Piccolo tinha razão, eu só atrapalharia, e a única coisa que senti foi vergonha; vergonha por ser fraca demais.
— Ela não vai nos atrapalhar — disse Goku com um sorriso. — Muito pelo contrário, irá nos ajudar, e muito.
Franzi o cenho, confusa. Como eu o ajudaria se meu poder de luta contra Raditz era quase inútil?
Goku então virou a cabeça para mim.
— Lettie, é o seguinte. Enquanto eu e Piccolo lutamos contra Raditz, quero que você faça uma tarefa muito importante: encontre Gohan.
Ergui as sobrancelhas em surpresa.
— Pelo visto — prosseguiu meu irmão —, Raditz sabe que estamos a caminho, e Gohan não deve estar longe dele. Quero que você o encontre. Acha que dá conta disso?
— C-Claro! — respondi de imediato. — Pode contar comigo.
— Que bom. — Seu sorriso abriu mais. — Sabia que podia confiar em você, irmãzinha. Ei, Piccolo, o que acha disso?
— Por mim, tudo bem. — Ele deu de ombros, desinteressado. — Contanto que ela não me atrapalhe.
Me encolhi, ainda me sentindo envergonhada pela minha falta de habilidades, entretanto, uma coisa chamou minha atenção.
— Olhem! Ali embaixo! — Apontei para uma extensa área verde aberta, próxima a uma cratera. Sim… Aquele ali parado ao lado da cratera era Raditz. Eu reconheceria aquela cabeleira negra em qualquer lugar!
— Lettie, segure em mim e não solte — alertou Goku, e o obedeci na hora, já sabendo que algo iria acontecer, mas não sabia exatamente o quê.
Eu pensava que Goku "estacionaria" a Nuvem Voadora perto do chão, mas não. Ele pulou pra fora dela e foi caindo e caindo. Só tive tempo de abafar um gritinho e trancar minhas pernas ao redor dele, até pousarmos no solo com sucesso e sem nenhum arranhão, com Piccolo parando ao nosso lado.
Fiquei ainda uns dez segundos grudada no meu irmão, me tremendo por inteira por ter descido em queda livre uns vinte metros de altura. Só consegui me desvencilhar dele quando vi Piccolo olhar feio para mim, de certo me julgando por parecer uma palhaça na frente de Raditz parado à nossa frente a uma distância.

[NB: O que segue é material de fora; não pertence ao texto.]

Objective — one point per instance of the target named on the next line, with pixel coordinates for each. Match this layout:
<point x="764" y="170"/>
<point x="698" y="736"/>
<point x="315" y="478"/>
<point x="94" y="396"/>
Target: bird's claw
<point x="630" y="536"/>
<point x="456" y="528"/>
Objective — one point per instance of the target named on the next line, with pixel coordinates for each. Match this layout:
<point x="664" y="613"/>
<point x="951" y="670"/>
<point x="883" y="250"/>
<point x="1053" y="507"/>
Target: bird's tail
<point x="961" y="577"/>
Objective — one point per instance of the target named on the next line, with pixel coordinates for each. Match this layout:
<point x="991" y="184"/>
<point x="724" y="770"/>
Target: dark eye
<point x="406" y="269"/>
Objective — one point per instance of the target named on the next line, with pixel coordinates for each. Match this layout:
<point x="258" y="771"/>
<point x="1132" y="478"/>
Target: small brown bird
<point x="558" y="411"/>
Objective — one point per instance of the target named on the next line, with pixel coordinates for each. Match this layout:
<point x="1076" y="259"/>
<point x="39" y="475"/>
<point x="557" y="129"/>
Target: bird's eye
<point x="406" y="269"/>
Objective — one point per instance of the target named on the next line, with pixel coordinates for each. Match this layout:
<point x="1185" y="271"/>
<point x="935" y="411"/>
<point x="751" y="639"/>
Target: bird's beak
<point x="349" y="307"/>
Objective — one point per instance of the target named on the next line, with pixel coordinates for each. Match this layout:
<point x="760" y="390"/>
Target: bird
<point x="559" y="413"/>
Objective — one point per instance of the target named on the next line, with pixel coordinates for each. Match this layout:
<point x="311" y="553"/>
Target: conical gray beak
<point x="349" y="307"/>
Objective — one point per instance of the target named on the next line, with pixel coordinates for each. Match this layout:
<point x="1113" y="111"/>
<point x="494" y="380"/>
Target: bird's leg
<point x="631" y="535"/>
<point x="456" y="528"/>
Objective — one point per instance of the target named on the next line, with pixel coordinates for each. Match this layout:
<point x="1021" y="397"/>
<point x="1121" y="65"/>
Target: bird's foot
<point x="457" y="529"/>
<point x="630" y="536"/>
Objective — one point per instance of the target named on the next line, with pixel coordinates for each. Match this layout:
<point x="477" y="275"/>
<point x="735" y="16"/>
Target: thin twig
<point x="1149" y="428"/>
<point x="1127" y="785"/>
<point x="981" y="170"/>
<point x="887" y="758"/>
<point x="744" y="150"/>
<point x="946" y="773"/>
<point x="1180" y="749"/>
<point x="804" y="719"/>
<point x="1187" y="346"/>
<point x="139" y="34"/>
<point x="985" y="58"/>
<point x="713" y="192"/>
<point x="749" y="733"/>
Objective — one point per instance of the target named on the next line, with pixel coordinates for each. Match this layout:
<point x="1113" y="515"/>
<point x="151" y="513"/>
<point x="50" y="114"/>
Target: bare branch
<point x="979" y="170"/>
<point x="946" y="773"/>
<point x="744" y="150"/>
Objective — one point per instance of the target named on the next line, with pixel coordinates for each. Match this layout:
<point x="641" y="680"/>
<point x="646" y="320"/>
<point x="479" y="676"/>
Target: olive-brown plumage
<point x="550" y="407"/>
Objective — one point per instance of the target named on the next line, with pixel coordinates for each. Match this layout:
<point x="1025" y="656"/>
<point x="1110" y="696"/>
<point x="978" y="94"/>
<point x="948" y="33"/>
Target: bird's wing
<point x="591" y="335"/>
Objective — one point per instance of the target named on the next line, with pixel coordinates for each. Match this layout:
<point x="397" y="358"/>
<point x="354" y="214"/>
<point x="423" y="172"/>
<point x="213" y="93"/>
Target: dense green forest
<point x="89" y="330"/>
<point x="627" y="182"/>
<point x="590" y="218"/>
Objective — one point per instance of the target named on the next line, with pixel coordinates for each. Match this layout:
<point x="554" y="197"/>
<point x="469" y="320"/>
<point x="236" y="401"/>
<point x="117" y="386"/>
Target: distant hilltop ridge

Com as pernas meio bambas e recuperando o fôlego, me coloquei entre Goku e Piccolo. Quando enfim encarei Raditz, a repulsa que tive por ele ultrapassou meu mal-estar.
— Agora entendi o porquê senti um poder de luta alto se aproximando de mim. — Ele brincava com uma fruta em suas mãos. — Eram vocês três. Como souberam que eu estava aqui?
— Não temos que te dizer nada — retorquiu Goku.
— É mesmo? — Os lábios de Raditz se curvaram num sorriso irônico. — Então, vou fazer outra pergunta: o que trouxe vocês aqui?
— Você sabe — irritou-se Goku. — Pelo meu filho! Pelo quê mais eu viria?!
Disfarçadamente, olhei ao redor, me esforçando ao máximo para descobrir onde Gohan poderia estar, e avistei a cratera. Não era muito grande, e a terra que a formava parecia fresca, como se tivesse sido feita há pouco tempo. Ao analisar melhor, avistei a ponta de alguma coisa metálica lá embaixo.
— Se não me engano — continuou Raditz —, apesar de serem Saiyajins, você e Lettie se recusam a se unir com os do teu próprio sangue.
— É isso mesmo! — respondeu Goku.
— Nem por todo dinheiro deste mundo eu me uniria a vocês! — acrescentei.
— Então, escolhem trair o seu irmão? — Raditz se apoiou na cintura.
A ironia daquele cara estava me irritando, e também a Goku, pois ele retrucou com convicção:
— Como a própria Lettie disse, considere-se órfão e sem irmãos, Raditz, pois a única irmã que tenho está bem aqui ao meu lado.
Não era o momento para agradecê-lo, mas fiquei contente com sua declaração, tirando a parte que ouvi Piccolo grunhir de tédio. Tenho certeza de que ele revirou os olhos.
Parece que a irritação também alcançou Raditz, pois ele espremeu a fruta que segurava ao dizer:
— Kakarotto, Lettie, pensei que fossem mais inteligentes. Vocês me decepcionaram. Espero que vocês três não tenham feito um plano idiota, achando que, unindo suas forças, poderiam me vencer! Ou será que fizeram? — Dito isso, ele abocanhou um pedaço da fruta, escorrendo suco pelo seu queixo. Pela segunda vez, ouvi Piccolo grunhir, só que agora, foi de nojo, e não consegui evitar senão imitá-lo.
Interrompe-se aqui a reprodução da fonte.